Issue with IQ3_M and IQ4_XS dammaged template/stop (Broken)
I have had issues with just using the models as is. It keeps looping and appears to be brain damaged. I found out that the a modelfile can fix this issue. I hope this helps some people out.
Fix for "Brain Dead" Looping (Custom Modelfile)
1. Find the Blob Path (or .gguf file)
If downloaded with Ollama the .gguf is stored as a "blob". We need to find its real path to use it in a Modelfile.
Run this command in your terminal to see the actual file path for your model:
ollama show hf.co/mradermacher/gemma-3-27b-it-qat-abliterated-i1-GGUF:IQ4_XS --modelfile | grep "FROM"
It will return something like: FROM /usr/share/ollama/.ollama/models/blobs/sha256:abc123...
2. Create the Modelfile
Create a file named GemmaFix.Modelfile and use that sha256 path in the FROM line.

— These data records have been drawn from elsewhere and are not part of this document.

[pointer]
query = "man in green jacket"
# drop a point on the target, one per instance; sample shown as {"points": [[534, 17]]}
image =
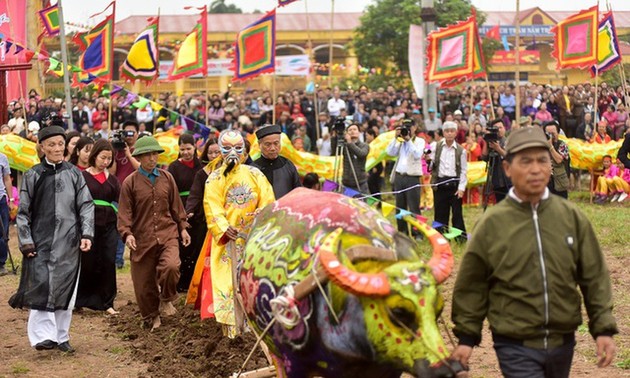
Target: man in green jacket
{"points": [[525, 260]]}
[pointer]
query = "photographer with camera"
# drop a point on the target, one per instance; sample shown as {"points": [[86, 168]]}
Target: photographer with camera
{"points": [[493, 153], [354, 154], [407, 172], [449, 179], [559, 182]]}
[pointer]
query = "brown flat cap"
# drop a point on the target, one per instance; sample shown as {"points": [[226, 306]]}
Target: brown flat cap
{"points": [[524, 138]]}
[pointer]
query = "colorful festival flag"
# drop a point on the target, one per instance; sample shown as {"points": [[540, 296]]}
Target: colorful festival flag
{"points": [[416, 59], [143, 62], [450, 52], [256, 48], [608, 53], [192, 56], [50, 19], [575, 40], [97, 46], [282, 3], [458, 57], [494, 33]]}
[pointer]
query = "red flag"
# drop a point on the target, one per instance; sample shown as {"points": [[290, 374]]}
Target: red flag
{"points": [[494, 33]]}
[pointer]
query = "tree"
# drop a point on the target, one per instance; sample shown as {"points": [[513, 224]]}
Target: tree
{"points": [[382, 38], [219, 6]]}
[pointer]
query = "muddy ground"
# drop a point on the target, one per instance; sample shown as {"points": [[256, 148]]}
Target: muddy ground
{"points": [[118, 346]]}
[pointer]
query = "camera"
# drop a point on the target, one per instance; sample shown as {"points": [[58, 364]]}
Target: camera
{"points": [[491, 135], [338, 125], [118, 138], [405, 127]]}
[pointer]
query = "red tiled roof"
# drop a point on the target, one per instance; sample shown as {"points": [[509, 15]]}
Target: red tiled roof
{"points": [[218, 23], [229, 23], [622, 18]]}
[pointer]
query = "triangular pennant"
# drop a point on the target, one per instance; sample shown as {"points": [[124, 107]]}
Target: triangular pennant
{"points": [[128, 100], [387, 208], [402, 213], [28, 55], [141, 103], [421, 219], [156, 106], [350, 192], [436, 224], [371, 201], [116, 89], [54, 63], [453, 233], [329, 186]]}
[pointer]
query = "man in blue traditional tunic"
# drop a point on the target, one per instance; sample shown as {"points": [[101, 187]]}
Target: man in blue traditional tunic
{"points": [[55, 220]]}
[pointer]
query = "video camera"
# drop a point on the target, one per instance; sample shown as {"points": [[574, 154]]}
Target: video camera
{"points": [[492, 134], [118, 138], [338, 125], [405, 127]]}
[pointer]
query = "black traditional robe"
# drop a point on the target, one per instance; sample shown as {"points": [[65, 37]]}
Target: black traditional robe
{"points": [[56, 211], [281, 173]]}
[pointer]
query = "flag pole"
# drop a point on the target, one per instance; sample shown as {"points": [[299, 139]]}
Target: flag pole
{"points": [[309, 45], [64, 60], [489, 95], [517, 55], [273, 98], [330, 51]]}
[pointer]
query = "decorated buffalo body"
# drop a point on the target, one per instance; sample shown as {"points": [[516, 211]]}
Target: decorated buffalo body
{"points": [[342, 293]]}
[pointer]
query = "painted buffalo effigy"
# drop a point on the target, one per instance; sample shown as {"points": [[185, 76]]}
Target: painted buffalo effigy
{"points": [[338, 292]]}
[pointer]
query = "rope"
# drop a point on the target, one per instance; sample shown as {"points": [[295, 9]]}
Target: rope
{"points": [[106, 204], [321, 290], [285, 309]]}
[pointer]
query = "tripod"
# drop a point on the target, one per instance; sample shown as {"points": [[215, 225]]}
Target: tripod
{"points": [[5, 240], [341, 150], [488, 189]]}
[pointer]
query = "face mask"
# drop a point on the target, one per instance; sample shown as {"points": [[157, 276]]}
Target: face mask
{"points": [[232, 148]]}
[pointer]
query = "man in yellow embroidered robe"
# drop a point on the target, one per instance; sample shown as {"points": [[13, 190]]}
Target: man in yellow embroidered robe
{"points": [[233, 196]]}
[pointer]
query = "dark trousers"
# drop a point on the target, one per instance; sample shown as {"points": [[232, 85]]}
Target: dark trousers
{"points": [[445, 200], [155, 277], [4, 218], [409, 199], [517, 361], [97, 281]]}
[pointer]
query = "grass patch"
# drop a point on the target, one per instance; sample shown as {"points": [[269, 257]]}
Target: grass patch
{"points": [[20, 369]]}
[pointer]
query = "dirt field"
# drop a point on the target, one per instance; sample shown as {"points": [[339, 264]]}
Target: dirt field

# Replace the path below with the result from the 'ollama show' command above
FROM /usr/share/ollama/.ollama/models/blobs/sha256:YOUR_ACTUAL_HASH_HERE
# Manually force the correct Stop Tokens (Fixes the loop / brain damage)
PARAMETER stop "<start_of_turn>"
PARAMETER stop "<end_of_turn>"
PARAMETER stop "<eos>"
# Memory Management: Setting context to 8k to use remaining VRAM headroom
# Optional
PARAMETER num_ctx 8192
# Gemma 3 requires Temperature 1.0; it breaks/loops at low temps
PARAMETER temperature 1.0
PARAMETER top_p 0.95
PARAMETER min_p 0.05
PARAMETER repeat_penalty 1.1
# Set the Template manually to ensure the model sees the turn boundaries
TEMPLATE """<bos>{{ if .System }}<start_of_turn>system
{{ .System }}<end_of_turn>
{{ end }}{{ if .Prompt }}<start_of_turn>user
{{ .Prompt }}<end_of_turn>
{{ end }}<start_of_turn>model
{{ .Response }}<end_of_turn>"""
SYSTEM "REPLACE WITH SYSTEM STARTING MESSAGE"
3. Build and Run
Run these commands to create the model:
ollama create gemma-3-fixed -f GemmaFix.Modelfile
ollama run gemma-3-fixed
Or, maybe that was a fluke, not working anymore.

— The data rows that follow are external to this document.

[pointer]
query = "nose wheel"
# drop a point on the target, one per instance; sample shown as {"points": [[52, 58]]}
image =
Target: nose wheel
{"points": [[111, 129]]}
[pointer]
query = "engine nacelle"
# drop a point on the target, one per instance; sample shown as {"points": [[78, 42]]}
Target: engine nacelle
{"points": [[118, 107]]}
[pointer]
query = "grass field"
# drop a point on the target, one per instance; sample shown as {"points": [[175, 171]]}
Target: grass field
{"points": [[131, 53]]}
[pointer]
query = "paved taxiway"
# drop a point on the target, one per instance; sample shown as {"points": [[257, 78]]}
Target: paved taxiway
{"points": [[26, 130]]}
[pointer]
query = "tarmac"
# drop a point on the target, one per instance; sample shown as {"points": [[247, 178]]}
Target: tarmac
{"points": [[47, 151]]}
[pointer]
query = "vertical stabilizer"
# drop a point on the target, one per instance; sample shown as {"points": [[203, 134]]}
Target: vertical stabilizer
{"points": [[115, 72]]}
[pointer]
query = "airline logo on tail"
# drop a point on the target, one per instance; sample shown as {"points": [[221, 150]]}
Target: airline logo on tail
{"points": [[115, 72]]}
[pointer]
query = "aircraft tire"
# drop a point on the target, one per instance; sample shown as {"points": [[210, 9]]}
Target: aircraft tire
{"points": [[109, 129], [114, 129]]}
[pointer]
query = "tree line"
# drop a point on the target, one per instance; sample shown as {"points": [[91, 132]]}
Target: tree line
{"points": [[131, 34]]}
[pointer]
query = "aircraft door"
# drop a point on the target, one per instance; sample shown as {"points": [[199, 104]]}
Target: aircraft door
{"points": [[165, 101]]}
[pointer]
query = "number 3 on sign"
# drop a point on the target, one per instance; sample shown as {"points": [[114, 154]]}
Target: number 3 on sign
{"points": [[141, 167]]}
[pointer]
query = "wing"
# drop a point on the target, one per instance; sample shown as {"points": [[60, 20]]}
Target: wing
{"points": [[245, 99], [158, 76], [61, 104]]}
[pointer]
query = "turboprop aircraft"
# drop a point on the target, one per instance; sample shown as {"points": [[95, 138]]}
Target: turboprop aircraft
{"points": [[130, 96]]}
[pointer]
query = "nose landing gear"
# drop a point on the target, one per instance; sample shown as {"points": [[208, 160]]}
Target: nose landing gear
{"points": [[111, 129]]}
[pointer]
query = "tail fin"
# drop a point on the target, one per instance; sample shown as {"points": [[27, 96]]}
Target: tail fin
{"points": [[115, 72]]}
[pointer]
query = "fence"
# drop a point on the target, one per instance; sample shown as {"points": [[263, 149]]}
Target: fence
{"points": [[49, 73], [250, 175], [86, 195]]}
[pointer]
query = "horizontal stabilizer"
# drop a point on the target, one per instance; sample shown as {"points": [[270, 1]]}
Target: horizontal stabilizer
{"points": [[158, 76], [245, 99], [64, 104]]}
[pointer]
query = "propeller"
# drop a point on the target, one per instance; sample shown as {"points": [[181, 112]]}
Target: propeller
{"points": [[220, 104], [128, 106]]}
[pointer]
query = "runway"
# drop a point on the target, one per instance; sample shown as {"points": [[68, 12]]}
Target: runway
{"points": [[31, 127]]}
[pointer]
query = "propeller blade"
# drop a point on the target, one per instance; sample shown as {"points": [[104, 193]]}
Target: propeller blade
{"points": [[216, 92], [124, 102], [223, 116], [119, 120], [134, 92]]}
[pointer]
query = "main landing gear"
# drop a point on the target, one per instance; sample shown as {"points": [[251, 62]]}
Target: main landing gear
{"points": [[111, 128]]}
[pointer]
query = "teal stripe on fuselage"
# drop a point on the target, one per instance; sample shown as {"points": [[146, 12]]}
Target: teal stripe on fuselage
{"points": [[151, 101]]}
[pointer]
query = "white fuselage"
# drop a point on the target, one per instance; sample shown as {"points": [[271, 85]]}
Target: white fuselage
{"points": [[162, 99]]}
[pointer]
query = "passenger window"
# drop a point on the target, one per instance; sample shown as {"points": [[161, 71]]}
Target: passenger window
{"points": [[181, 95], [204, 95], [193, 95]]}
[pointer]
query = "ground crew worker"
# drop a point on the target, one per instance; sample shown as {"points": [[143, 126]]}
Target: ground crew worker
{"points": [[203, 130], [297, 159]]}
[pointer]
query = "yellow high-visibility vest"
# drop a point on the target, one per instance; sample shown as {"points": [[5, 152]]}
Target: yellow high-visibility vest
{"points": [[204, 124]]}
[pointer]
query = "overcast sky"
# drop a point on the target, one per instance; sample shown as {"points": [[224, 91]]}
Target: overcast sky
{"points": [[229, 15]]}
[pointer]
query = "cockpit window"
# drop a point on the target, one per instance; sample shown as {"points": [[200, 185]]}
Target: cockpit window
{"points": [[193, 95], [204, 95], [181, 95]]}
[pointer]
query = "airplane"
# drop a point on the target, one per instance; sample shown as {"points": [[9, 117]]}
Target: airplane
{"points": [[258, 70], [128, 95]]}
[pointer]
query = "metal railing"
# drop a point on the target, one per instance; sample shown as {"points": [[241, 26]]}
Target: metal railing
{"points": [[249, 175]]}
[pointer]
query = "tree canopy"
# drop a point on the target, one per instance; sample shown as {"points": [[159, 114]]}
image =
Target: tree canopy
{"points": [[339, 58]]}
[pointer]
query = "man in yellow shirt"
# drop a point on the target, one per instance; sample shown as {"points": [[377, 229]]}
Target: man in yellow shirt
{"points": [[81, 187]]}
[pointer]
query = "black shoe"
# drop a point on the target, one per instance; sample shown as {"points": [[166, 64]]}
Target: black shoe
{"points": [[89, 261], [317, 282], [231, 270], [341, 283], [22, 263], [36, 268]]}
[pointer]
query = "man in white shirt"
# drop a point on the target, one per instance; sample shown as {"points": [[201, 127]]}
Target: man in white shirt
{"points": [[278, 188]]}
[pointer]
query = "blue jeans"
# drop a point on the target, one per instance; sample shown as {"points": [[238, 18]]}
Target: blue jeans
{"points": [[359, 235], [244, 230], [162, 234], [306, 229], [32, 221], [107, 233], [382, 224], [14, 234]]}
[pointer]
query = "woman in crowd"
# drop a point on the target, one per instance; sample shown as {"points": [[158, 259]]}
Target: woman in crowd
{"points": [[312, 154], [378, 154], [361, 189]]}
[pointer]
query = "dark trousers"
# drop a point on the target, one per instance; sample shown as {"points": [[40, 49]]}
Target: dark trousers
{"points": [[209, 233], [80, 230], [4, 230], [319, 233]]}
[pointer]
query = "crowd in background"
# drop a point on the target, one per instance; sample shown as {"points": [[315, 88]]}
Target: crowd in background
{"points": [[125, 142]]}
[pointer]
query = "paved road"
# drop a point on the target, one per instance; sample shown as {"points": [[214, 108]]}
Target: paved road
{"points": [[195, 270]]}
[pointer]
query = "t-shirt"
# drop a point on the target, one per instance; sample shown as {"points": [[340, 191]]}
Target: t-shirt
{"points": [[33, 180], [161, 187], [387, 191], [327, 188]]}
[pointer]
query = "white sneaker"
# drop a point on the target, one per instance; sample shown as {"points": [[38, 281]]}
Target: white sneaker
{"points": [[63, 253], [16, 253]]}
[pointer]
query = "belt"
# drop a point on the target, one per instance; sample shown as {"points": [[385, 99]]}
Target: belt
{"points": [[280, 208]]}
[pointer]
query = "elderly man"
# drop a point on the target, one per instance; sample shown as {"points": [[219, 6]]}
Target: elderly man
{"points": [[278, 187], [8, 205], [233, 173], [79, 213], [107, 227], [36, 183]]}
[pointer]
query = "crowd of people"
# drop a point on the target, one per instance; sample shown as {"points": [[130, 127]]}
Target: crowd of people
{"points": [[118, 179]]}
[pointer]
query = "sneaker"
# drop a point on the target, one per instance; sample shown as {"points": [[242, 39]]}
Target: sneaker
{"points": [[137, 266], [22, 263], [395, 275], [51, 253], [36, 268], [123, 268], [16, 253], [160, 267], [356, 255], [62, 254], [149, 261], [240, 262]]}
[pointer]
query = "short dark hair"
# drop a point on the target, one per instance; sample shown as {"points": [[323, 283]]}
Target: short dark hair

Trying adding PARAMETER stop "</end_of_turn>"
That made it more stable on some prompts, but more complex prompts caused it to be insane. I think the quantization is broken.
Tried the no i1 version of the IQ4_XS model and had the same issue.
Found bartowski/mlabonne_gemma-3-27b-it-abliterated-GGUF works just fine. I highly recommend that one over mradermacher's models, as it stays sane. And if you want to try a different model, try bartowski/TheDrummer_Cydonia-24B-v4.3-GGUF, it's good for stories and can get the n_ctx very high with 16GB of vram (32K KV with Q8 all [possible] in vram).
Thanks a lot for your feedback. We could try to requant it using the latest llama.cpp version. Maybe there were some compatibility breaking changes in the 8 months since we quantized it. Please keep in mind that if we do so this discussion will unfortunately be deleted.